Sein Blick wanderte einige Male über mich, als würde er sich vergewissern wollen, dass noch alle Gliedmaßen an Ort und Stelle waren. Ich konnte ihn beruhigen: Er hatte mir nicht wehgetan. Und der Gedanke, dass er sich darum bemüht hatte, nervte mich so sehr, dass ich ihm die Sorge in seinen Augen am liebsten ausgekratzt hätte. Er hatte kein Recht dazu. Weder das Recht, sich um mich zu kümmern, noch das Recht, nett zu mir zu sein.

„Was willst du hier?", zischte ich aufgebracht und trat noch einen Schritt nach hinten, obwohl das wahrscheinlich nicht nötig gewesen wäre. So ungern ich das auch zugab, mittlerweile war ich mir ziemlich sicher, dass er mir nichts tun würde. Er hatte schon viel zu oft die Gelegenheit dazu gehabt. Das hieß, dass es ihm um irgendetwas anderes gehen musste. Und ich wollte wissen, was es war. Denn offensichtlich hing es in irgendeiner Weise mit mir zusammen, sonst wäre er kaum hier aufgetaucht – wie auch immer er hierher gekommen sein mochte.

„Was ich hier will?" Er sah sich im Zimmer um, bevor er auf eines der großen Fenster zulief und nach draußen sah. Er schien tatsächlich etwas gehetzt zu sein.

„Dein Leben retten", fügte er dann hinzu, bevor er murmelte: „Was denn sonst..."

Ein ironisches Auflachen entwich mir.
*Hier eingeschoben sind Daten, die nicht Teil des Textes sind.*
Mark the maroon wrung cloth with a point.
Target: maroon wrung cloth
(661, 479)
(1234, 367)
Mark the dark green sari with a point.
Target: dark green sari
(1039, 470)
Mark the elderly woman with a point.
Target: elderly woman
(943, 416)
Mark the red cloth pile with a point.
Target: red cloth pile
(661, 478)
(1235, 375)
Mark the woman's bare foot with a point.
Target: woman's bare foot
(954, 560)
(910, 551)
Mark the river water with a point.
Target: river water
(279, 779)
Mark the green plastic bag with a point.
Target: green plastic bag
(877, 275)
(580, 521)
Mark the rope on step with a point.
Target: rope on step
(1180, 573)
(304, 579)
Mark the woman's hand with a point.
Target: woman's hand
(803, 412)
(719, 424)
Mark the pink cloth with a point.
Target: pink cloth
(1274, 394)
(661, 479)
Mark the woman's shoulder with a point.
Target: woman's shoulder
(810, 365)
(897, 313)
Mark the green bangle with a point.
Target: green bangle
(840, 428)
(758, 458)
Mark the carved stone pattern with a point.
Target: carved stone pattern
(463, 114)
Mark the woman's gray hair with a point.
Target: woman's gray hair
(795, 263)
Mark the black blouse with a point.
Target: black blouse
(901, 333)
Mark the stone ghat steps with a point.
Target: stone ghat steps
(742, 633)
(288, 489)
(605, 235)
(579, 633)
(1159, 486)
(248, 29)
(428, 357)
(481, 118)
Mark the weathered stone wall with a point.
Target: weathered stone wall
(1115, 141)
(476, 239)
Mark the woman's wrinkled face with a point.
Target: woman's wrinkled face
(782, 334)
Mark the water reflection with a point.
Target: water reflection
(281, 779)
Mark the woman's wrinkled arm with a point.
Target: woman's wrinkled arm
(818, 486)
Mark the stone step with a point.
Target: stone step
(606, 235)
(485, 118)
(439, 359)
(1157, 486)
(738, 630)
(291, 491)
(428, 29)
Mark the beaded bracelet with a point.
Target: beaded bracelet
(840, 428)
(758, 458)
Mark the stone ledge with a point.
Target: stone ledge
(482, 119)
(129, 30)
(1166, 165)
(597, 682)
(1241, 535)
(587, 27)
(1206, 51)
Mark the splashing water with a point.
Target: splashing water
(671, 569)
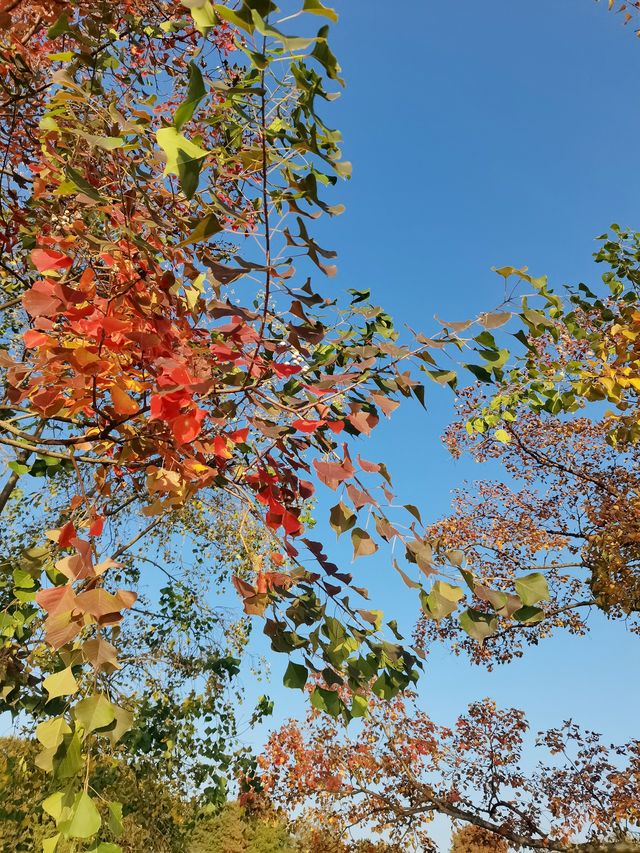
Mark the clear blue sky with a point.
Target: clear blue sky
(482, 134)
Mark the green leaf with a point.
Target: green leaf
(183, 158)
(359, 706)
(206, 227)
(341, 518)
(195, 93)
(49, 844)
(95, 712)
(238, 20)
(53, 805)
(51, 732)
(202, 14)
(296, 676)
(115, 819)
(61, 683)
(107, 143)
(71, 762)
(529, 615)
(532, 588)
(60, 26)
(121, 725)
(82, 184)
(478, 625)
(327, 700)
(442, 600)
(85, 818)
(363, 544)
(315, 7)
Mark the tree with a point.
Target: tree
(157, 156)
(472, 839)
(401, 768)
(161, 158)
(561, 528)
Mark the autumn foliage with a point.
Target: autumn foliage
(170, 361)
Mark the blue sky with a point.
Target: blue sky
(481, 134)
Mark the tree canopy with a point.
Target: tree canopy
(178, 380)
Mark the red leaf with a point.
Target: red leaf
(369, 467)
(333, 473)
(187, 427)
(33, 338)
(307, 426)
(283, 370)
(67, 535)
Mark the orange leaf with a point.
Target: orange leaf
(122, 402)
(47, 259)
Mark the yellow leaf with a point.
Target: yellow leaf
(61, 683)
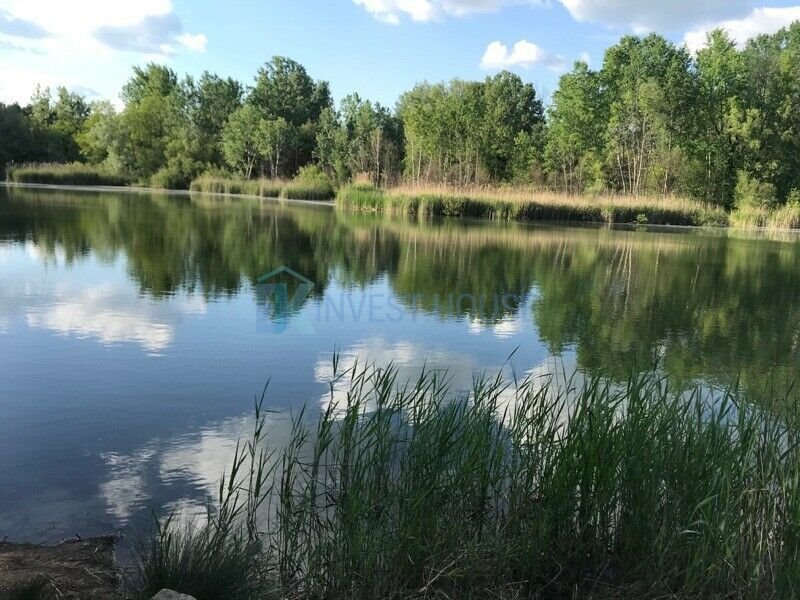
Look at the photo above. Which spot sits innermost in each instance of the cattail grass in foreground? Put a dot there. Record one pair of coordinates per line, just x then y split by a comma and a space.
582, 489
520, 204
64, 174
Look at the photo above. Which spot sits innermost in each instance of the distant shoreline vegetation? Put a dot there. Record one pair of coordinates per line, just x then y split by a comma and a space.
519, 204
64, 174
682, 136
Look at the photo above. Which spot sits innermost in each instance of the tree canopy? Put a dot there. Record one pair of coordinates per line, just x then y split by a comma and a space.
720, 125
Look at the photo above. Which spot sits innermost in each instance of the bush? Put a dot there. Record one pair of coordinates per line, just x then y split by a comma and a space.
750, 192
310, 184
211, 183
64, 174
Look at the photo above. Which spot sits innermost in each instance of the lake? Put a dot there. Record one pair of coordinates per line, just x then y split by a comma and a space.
136, 329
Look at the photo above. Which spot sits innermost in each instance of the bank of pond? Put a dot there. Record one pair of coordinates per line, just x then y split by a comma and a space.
504, 203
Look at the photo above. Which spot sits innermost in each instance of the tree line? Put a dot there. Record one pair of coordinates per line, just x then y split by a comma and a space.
719, 125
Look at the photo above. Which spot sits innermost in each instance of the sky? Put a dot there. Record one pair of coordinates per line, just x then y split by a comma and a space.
378, 48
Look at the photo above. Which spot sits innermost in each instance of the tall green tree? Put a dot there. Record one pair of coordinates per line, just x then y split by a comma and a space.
241, 139
576, 129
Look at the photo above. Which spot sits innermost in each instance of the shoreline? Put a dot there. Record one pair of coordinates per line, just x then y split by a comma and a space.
75, 568
363, 210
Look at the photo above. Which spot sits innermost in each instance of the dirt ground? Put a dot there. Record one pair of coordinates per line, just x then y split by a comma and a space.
77, 569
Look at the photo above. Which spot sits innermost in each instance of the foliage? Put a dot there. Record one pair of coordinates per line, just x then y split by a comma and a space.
224, 184
751, 193
311, 183
521, 205
653, 120
63, 174
241, 141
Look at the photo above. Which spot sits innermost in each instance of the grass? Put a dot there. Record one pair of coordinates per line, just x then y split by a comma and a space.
63, 174
510, 203
296, 189
785, 217
536, 490
263, 188
32, 590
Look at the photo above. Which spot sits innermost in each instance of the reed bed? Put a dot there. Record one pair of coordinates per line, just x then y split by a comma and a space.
212, 184
785, 217
297, 189
530, 490
63, 174
510, 203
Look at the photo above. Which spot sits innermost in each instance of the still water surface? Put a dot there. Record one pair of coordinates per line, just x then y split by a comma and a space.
135, 331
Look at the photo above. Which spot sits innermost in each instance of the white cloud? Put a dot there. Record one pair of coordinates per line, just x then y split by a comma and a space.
391, 11
196, 42
89, 43
760, 21
648, 15
524, 54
Das sollte wohl ein schlechter Witz sein.

„Offensichtlich hast du eine ganz persönliche – für niemand anderen verständliche – Definition von 'Leben retten'. Bisher hast du mein Leben nämlich nur zerstört", entgegnete ich und versuchte noch nicht einmal den feindseligen Unterton in meiner Stimme zu verbergen.

Ich sah mich um, während er es nicht für nötig hielt, mir zu antworten und stattdessen immer noch damit beschäftigt war, aus unterschiedlichen Winkeln aus den Fenstern zu starren.

Mein Blick fiel auf den leeren Teller auf dem Tisch neben mir. Nach dem Frühstück hatte Yila den schmutzigen Teller abgeräumt und gleich darauf einen neuen, sauberen hingestellt. Und gleich daneben das silberne Besteck. Das silberne Messer.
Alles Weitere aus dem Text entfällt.